Prebiotics are fibers that feed the microbes in the gut. Eating this fiber helps the probiotics thrive and grow in the gut. Fortunately, they can be found in several plant-based foods, including beans, artichokes, garlic, onions, asparagus, barley, and wheat bran.

Here are three probiotic-rich standouts:


“Beans support a healthy gut microbiota, particularly through their prebiotic fiber, which feeds some of the microbes that produce short-chain fatty acids,” says Duker Freuman. “These short-chain fatty acids lower the pH of the colon, which plays a role in colon cancer prevention, and they inhibit disease-causing bacterial species,” adds Duker Freuman.

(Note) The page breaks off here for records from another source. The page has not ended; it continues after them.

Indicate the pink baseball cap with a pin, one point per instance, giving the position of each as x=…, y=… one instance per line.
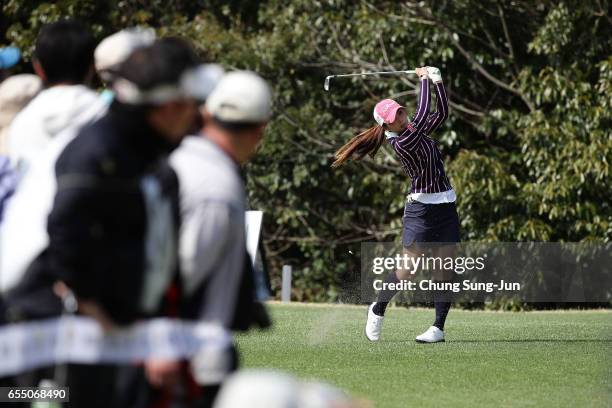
x=385, y=111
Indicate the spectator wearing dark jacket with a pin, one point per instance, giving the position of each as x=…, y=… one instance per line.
x=113, y=226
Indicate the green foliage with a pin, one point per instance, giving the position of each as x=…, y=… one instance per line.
x=528, y=145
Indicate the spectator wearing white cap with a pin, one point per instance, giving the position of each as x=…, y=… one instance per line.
x=111, y=232
x=217, y=276
x=115, y=49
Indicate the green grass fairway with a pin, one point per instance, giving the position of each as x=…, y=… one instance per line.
x=490, y=359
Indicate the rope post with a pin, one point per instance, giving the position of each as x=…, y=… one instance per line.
x=286, y=284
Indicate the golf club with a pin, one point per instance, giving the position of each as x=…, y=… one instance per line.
x=329, y=77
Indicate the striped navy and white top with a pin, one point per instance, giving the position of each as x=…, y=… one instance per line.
x=419, y=154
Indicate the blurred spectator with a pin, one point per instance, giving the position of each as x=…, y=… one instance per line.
x=15, y=93
x=112, y=230
x=63, y=59
x=258, y=388
x=217, y=275
x=9, y=56
x=114, y=50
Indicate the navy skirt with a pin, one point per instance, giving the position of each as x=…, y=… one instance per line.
x=430, y=223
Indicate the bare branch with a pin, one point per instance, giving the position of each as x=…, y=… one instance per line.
x=507, y=34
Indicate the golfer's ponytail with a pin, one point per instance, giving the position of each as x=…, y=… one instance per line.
x=367, y=142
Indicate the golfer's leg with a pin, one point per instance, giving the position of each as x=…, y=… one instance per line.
x=385, y=295
x=443, y=298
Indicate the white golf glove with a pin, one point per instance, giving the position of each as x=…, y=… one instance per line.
x=434, y=74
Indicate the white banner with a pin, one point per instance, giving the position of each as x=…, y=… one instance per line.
x=76, y=339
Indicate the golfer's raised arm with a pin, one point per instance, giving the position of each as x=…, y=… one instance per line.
x=434, y=120
x=420, y=116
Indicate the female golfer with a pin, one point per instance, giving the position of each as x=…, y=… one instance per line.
x=430, y=215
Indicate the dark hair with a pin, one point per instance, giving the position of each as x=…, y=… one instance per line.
x=65, y=50
x=366, y=142
x=163, y=62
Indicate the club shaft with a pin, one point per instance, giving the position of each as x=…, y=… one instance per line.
x=373, y=73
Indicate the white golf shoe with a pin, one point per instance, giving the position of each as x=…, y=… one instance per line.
x=373, y=325
x=431, y=335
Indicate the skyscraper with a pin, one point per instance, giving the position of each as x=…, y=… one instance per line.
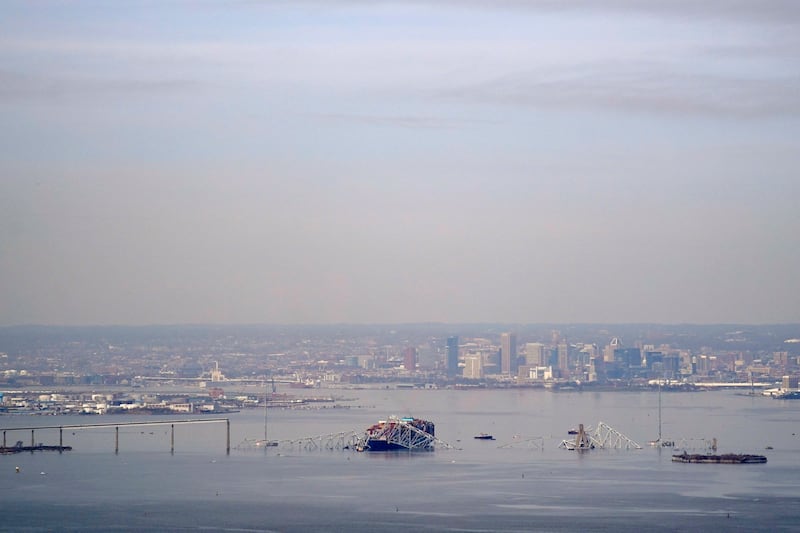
x=410, y=358
x=452, y=356
x=508, y=353
x=535, y=354
x=473, y=366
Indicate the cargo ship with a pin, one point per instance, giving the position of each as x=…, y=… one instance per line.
x=726, y=458
x=398, y=434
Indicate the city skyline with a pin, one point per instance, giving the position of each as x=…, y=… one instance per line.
x=399, y=162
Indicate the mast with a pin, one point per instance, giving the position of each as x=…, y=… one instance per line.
x=265, y=413
x=659, y=412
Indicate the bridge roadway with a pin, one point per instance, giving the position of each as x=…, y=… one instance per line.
x=116, y=426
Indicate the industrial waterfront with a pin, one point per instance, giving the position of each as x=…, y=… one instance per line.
x=520, y=481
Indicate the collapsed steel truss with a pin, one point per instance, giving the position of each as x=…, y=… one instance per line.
x=397, y=431
x=603, y=436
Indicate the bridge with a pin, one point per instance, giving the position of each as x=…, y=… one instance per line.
x=603, y=437
x=117, y=425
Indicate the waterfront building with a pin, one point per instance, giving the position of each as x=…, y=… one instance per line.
x=508, y=354
x=535, y=354
x=473, y=366
x=410, y=358
x=452, y=356
x=563, y=358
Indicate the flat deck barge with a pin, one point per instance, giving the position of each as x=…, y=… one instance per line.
x=726, y=458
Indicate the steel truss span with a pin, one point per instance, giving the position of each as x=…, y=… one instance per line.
x=603, y=437
x=400, y=433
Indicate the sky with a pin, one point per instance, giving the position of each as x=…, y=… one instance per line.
x=593, y=161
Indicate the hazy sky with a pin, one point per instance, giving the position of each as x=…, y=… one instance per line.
x=380, y=161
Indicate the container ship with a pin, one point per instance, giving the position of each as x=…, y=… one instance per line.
x=398, y=434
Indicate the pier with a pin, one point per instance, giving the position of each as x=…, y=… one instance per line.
x=116, y=425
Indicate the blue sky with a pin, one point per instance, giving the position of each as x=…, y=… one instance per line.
x=455, y=161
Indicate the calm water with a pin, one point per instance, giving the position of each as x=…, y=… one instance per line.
x=510, y=484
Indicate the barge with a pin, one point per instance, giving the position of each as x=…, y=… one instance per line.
x=726, y=458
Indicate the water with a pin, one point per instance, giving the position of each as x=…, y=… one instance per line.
x=510, y=484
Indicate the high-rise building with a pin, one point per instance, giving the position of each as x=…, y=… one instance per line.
x=563, y=358
x=508, y=353
x=473, y=366
x=410, y=358
x=535, y=355
x=452, y=356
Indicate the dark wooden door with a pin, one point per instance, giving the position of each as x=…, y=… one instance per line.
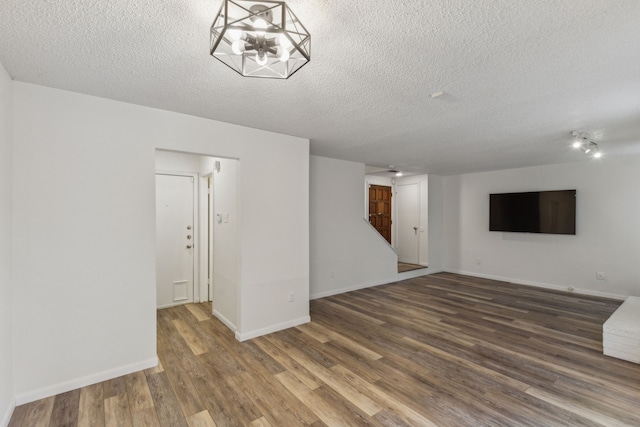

In addition, recent research suggests that some types of beans may also improve gut barrier integrity, preventing bacteria from getting too close to the inner layers of the gut wall and provoking immune cells. Not to mention that beans are affordable and versatile.


Artichokes are also rich in prebiotic fiber, which “selectively nourish health-promoting members of our microbiota, including species in the Lactobacilli and Bifidobacteria genera,” says Duker Freuman. She adds that these microbes prompt intestinal cells to secrete mucus, which improves mucosal barrier function. They also produce short-chain fatty acids, which promote an anti-inflammatory environment throughout the gut.


It’s time to stop avoiding this starchy fruit, which is beneficial for gut health. Not only are bananas packed with potassium, a nutrient that lowers blood pressure, but they are also known for treating constipation. Bananas contain prebiotic fiber and resistant starch, a type of carbohydrate that is slowly absorbed in the colon and results in fermentation.

it comes down to

“It makes more sense to think about general dietary patterns for good gut health than specific foods,” says Duker Freuman. In other words, these foods are great for gut health, but you don’t have to limit yourself to them. Just integrate them into your meal plan.

Duke Freuman also notes that a diverse diet full of plant foods is best for overall gut health, so choose the high-fiber foods that you like best. “Your consistent, regular eating habits are what promote long-term gut health,” says Duker Freuman, “there are no shortcuts here.”